Obelisk upamiętniający ojca Mariana Żelazka, polskiego misjonarza opiekującego się trędowatymi w Indiach, odsłonięto w Palędziu koło Poznania.
Tam 90 lat temu urodził się zmarły dwa lata temu o. Marian Żelazek. W tym roku obchodziłby 60-lecie święceń kapłańskich.
Podczas uroczystości odczytano list ambasadora Indii w Polsce, który dziękował narodowi Polskiemu za to, że wydał tak „mężnego człowieka”, jakim był ojciec Żelazek.
Ustawiony w sąsiedztwie ulicy noszącej imię Mariana Żelazka monument z kamienia zawiera imię i nazwisko misjonarza oraz daty najważniejszych etapów jego drogi życiowej.
Wyryto na nim także kontur Indii, gdzie misjonarz spędził 55 lat, a także jego życiową dewizę: „Nie jest trudno być dobrym – wystarczy chcieć”.

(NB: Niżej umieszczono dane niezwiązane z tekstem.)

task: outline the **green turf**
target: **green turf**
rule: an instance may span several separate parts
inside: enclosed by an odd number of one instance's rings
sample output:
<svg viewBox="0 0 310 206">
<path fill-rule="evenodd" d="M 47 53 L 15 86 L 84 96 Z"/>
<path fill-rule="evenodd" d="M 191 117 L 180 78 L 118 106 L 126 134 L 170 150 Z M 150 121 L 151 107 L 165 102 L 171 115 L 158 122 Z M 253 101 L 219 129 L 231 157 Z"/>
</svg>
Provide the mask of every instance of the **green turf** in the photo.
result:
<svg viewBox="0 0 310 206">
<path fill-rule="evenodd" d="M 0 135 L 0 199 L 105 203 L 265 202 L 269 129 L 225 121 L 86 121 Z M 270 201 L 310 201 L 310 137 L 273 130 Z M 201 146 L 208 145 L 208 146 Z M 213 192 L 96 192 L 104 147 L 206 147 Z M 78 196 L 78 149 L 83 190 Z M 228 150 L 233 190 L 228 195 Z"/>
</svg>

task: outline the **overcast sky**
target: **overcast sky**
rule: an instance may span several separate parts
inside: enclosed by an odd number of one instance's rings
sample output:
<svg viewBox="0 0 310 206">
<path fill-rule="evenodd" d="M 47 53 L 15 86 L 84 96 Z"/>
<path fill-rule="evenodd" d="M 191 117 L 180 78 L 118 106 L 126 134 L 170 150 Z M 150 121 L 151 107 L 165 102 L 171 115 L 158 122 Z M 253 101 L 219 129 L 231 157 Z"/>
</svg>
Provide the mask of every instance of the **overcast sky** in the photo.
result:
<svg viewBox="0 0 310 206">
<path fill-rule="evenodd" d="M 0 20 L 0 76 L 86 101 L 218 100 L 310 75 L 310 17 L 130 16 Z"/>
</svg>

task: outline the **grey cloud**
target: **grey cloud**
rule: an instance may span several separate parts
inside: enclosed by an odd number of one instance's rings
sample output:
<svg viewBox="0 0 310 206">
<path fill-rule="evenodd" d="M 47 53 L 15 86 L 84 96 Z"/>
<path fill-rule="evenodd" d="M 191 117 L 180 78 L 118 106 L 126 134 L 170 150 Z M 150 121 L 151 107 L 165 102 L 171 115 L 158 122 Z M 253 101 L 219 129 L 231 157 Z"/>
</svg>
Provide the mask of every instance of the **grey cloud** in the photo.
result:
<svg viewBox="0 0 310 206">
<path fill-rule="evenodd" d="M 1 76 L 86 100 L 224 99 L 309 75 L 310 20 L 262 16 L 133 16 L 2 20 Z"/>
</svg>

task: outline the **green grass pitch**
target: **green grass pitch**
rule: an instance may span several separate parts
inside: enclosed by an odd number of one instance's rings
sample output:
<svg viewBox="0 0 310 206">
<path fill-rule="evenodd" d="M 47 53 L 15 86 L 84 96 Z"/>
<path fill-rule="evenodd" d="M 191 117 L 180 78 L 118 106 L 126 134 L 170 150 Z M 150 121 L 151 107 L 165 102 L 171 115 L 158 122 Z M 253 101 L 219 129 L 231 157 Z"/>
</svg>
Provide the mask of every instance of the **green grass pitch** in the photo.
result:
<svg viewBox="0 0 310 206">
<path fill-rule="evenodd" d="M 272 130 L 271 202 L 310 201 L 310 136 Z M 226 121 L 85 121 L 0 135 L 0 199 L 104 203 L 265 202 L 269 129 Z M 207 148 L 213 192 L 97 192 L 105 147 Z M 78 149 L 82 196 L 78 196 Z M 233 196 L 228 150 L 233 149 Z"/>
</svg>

Urodzony 30 stycznia 1918 roku o. Żelazek jako kleryk werbistów został wywieziony do obozu w Dachau, gdzie spędził całą wojnę. Po wyzwoleniu obozu przez Amerykanów wyjechał do Rzymu, gdzie w 1948 roku przyjął święcenia kapłańskie.

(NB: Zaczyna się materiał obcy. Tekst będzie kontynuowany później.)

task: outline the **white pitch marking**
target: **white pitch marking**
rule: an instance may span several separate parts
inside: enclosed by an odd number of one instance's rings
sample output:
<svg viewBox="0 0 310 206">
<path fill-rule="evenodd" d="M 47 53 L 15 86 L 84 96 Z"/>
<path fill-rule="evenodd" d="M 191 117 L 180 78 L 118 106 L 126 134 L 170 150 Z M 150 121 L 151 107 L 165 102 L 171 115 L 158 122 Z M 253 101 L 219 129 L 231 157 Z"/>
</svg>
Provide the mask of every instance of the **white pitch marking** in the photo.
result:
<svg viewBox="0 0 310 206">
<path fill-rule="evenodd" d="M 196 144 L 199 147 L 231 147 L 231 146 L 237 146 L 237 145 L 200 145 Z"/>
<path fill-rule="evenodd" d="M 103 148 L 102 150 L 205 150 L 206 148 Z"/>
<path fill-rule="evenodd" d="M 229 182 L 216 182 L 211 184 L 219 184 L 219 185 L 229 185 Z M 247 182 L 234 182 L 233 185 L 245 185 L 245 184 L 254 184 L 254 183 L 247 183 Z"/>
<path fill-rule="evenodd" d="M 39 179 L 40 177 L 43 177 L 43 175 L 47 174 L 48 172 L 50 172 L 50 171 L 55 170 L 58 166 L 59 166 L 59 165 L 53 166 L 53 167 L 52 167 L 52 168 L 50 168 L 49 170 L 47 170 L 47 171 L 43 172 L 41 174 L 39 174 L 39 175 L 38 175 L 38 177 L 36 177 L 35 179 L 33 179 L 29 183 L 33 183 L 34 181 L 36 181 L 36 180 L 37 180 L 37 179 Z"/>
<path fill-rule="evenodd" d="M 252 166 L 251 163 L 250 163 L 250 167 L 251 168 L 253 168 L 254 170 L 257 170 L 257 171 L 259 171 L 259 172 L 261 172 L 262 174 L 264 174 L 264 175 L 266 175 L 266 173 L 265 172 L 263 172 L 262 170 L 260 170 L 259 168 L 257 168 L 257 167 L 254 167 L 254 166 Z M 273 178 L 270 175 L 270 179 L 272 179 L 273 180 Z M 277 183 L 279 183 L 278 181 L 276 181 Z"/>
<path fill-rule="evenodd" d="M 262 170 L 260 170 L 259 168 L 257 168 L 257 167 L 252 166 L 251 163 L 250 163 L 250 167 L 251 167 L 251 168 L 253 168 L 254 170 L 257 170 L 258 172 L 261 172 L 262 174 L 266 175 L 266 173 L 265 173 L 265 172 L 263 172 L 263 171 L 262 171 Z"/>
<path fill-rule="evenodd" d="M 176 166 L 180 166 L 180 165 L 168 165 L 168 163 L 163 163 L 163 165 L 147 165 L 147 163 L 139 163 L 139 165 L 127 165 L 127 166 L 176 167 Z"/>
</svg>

Dwa lata później udał się jako misjonarz do Indii, gdzie przez ćwierć wieku pracował wśród żyjących w dżungli plemion koczowniczych.
W 1975 roku zaczął pracować w Puri nad Zatoką Bengalską. Założył tam kilkusetosobową kolonię dla trędowatych, zapewniając swoim podopiecznym leczenie, mieszkania i pracę oraz naukę dla dzieci z rodzin trędowatych.
Pięć lat temu specjalny komitet złożony z Polaków i Hindusów zgłosił oficjalnie jego kandydaturę do Pokojowej Nagrody Nobla. Zmarł 30 kwietnia 2006 roku.
Trzy lata temu o. Żelazek otrzymał honorowe obywatelstwo Poznania, gdzie mieszkał przed wojną. Po śmierci zaś został patronem jednego z poznańskich gimnazjów, zaś w tym roku jego imię otrzymała jedna z ulic w stolicy Wielkopolski. Misjonarz jest też patronem szkoły w podpznańskim Chludowie, gdzie odbywał nowicjat w zgromadzeniu werbistów.